Die Backwarenerzeugnisse zur Weihnachtszeit sollen viel Mohn enthalten, weil auch diese dann Geldreichtum symbolisieren.

Ein Volksbrauch im Jerichower Land war das Bleigießen sowie die Hexerei und die Wahrsagerei, die nach einem Bericht des Heimatforschers Walter Sens um 1930 in unserer Region noch relativ hoch war.

"Ganz unfreiwillig", so Sens, "wurde ich Zeuge einer betroffenen Bewohnerin in Tucheim, die nach einer Behandlung durch eine Wahrsagerin als verhext abgestempelt wurde, von der alle Krankheiten der Nachbarn und der Haustiere ausgingen.

Auch unsere Urgroßeltern liebten die Geselligkeit und verbrachten das Weihnachts- und Neujahrsfest in Gaststätten oder auf Tanzsälen, die früher gut besucht waren. Walter Sens, der vor über 80 Jahren in Tucheim an einer Silvesterveranstaltung teilgenommen hatte, berichtet 1930 folgendes: "Es war ein Silvesterball in idealer Form, der nur durch das nächtliche Geläut der Dorfkirche unterbrochen wurde und den wichtigsten Augenblick verkündete, denn danach stiegen alle auf die Stühle und Tische und sprangen symbolisch in das neue Jahr.
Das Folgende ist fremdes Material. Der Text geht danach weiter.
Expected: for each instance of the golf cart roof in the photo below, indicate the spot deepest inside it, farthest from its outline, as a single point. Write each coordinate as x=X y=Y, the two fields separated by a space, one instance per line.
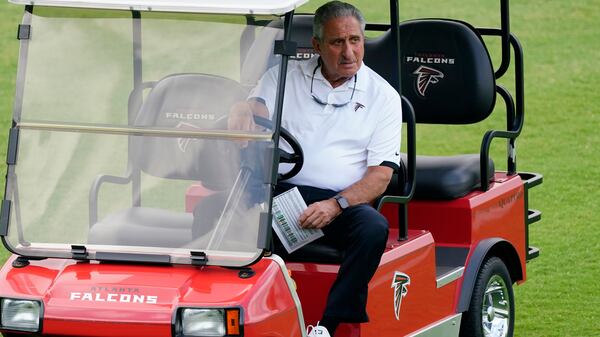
x=196 y=6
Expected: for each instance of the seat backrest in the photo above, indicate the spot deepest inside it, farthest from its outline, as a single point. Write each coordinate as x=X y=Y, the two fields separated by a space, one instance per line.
x=447 y=73
x=186 y=102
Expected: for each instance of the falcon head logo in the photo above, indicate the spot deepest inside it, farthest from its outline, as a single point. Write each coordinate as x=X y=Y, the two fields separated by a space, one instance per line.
x=183 y=143
x=425 y=77
x=399 y=283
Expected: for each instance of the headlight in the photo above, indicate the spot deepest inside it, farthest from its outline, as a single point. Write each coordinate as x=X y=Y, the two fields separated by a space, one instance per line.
x=209 y=322
x=22 y=315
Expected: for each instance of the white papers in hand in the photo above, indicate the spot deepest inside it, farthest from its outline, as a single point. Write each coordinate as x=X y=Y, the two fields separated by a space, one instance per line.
x=287 y=208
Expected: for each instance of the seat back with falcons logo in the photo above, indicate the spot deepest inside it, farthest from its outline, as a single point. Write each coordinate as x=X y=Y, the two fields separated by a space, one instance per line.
x=447 y=73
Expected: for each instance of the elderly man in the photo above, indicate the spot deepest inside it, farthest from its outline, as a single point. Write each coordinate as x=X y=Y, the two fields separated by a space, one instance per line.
x=347 y=120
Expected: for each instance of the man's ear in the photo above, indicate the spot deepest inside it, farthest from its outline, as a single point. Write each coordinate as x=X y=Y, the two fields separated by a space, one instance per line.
x=316 y=45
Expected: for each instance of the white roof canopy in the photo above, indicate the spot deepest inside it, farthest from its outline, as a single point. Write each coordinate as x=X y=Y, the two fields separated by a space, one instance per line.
x=196 y=6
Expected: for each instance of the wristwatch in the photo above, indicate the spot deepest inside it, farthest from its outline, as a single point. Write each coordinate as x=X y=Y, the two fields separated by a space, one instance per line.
x=342 y=202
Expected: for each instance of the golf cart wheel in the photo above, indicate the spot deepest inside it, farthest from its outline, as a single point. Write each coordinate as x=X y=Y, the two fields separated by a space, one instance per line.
x=492 y=309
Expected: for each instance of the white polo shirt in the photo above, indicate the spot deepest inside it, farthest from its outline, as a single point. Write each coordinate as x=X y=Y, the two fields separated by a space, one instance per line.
x=339 y=143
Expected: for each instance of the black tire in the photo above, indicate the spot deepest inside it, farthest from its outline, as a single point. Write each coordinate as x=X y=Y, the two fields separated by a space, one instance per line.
x=492 y=309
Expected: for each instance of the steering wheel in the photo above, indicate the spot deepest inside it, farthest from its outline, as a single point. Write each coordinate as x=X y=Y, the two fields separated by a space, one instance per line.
x=296 y=157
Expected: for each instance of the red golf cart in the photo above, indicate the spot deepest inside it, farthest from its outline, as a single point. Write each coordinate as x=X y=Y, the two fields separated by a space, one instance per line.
x=131 y=209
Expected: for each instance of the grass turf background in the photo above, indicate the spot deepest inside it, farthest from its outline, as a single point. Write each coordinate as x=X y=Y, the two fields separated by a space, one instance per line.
x=561 y=40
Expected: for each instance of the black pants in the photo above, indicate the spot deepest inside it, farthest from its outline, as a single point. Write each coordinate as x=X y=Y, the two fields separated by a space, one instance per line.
x=361 y=232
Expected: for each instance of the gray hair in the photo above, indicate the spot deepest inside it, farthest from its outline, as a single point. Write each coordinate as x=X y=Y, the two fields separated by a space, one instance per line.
x=335 y=9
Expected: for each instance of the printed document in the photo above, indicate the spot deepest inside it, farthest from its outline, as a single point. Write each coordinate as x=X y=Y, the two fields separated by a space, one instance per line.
x=287 y=207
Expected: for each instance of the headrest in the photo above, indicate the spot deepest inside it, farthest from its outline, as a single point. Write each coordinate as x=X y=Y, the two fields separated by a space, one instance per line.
x=187 y=102
x=447 y=73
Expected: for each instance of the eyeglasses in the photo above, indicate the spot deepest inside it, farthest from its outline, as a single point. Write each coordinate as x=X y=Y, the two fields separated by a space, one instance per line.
x=335 y=105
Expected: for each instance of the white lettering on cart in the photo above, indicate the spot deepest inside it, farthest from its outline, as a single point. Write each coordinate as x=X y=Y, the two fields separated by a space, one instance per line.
x=111 y=297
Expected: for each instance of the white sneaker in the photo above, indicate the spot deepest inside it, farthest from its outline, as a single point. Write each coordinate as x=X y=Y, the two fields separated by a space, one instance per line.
x=317 y=331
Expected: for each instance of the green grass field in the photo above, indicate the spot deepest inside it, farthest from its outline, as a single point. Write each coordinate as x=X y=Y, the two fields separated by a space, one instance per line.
x=561 y=40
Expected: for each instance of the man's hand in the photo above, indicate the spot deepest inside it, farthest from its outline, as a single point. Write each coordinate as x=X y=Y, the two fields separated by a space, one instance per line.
x=319 y=214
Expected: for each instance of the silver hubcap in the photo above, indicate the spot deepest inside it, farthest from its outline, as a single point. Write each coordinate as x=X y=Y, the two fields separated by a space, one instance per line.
x=495 y=312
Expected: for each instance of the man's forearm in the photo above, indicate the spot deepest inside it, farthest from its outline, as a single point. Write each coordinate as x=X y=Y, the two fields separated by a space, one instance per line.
x=371 y=186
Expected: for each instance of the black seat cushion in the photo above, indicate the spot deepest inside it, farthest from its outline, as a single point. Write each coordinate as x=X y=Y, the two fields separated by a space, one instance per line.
x=445 y=177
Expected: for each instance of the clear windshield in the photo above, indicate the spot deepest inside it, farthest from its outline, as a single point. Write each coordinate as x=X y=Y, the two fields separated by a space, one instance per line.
x=123 y=142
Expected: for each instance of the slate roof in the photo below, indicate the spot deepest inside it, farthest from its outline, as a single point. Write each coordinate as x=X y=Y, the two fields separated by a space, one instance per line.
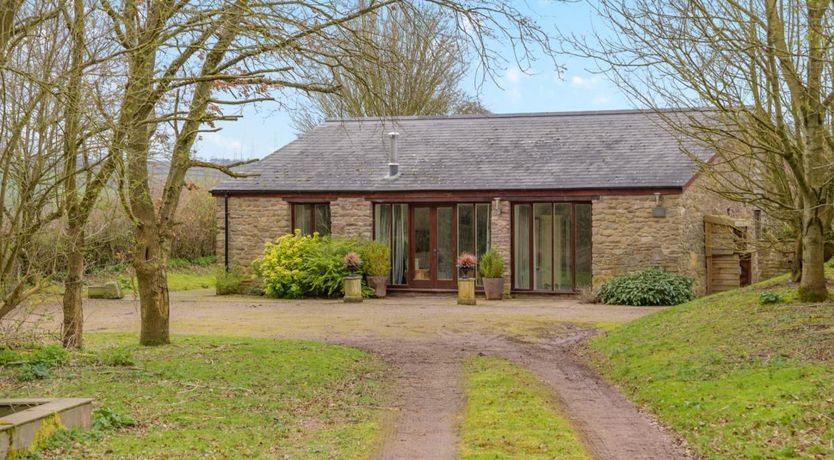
x=541 y=151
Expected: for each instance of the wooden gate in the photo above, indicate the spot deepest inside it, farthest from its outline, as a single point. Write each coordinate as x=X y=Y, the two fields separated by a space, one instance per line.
x=728 y=258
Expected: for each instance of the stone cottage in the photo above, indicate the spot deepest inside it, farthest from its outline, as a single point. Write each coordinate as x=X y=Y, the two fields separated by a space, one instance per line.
x=569 y=199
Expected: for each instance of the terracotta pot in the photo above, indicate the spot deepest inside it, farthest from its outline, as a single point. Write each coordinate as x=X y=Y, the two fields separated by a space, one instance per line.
x=494 y=288
x=466 y=292
x=379 y=284
x=353 y=289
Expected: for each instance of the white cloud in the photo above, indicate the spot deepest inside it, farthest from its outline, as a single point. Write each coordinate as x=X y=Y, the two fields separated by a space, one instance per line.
x=601 y=99
x=513 y=75
x=578 y=81
x=225 y=146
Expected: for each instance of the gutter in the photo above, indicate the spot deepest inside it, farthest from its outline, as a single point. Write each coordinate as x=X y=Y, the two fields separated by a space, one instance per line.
x=226 y=231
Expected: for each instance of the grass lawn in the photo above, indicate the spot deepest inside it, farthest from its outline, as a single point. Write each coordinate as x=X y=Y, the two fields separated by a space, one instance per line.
x=510 y=414
x=184 y=280
x=736 y=378
x=217 y=398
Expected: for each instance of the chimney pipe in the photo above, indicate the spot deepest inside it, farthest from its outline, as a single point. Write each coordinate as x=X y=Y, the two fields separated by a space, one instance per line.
x=393 y=165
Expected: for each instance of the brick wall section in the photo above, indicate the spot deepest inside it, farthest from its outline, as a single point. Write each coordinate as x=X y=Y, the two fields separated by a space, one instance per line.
x=253 y=221
x=500 y=236
x=351 y=217
x=627 y=238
Danach stießen die Burschen mit ihren Mädchen sowie anderen Dorfbewohnern ebenfalls auf das neue Jahr an.

Im Anschluss ging es im Galopp, vermummt und tutend durch die Straßen." Am Neujahrstag wurden Verwandte und Bekannte besucht und Glückwünsche zum Jahreswechsel überbracht, ein Brauch, der noch heute praktiziert wird. Heute ist am Silvesterabend einzig ein pyrotechnisches Spektakel von Bedeutung. Nur wenige wissen, dass mit dem Feuerwerk und lautem Knall früher die bösen Geister des alten Jahres vertrieben und der Beginn des neuen Jahres symbolisiert werden sollte.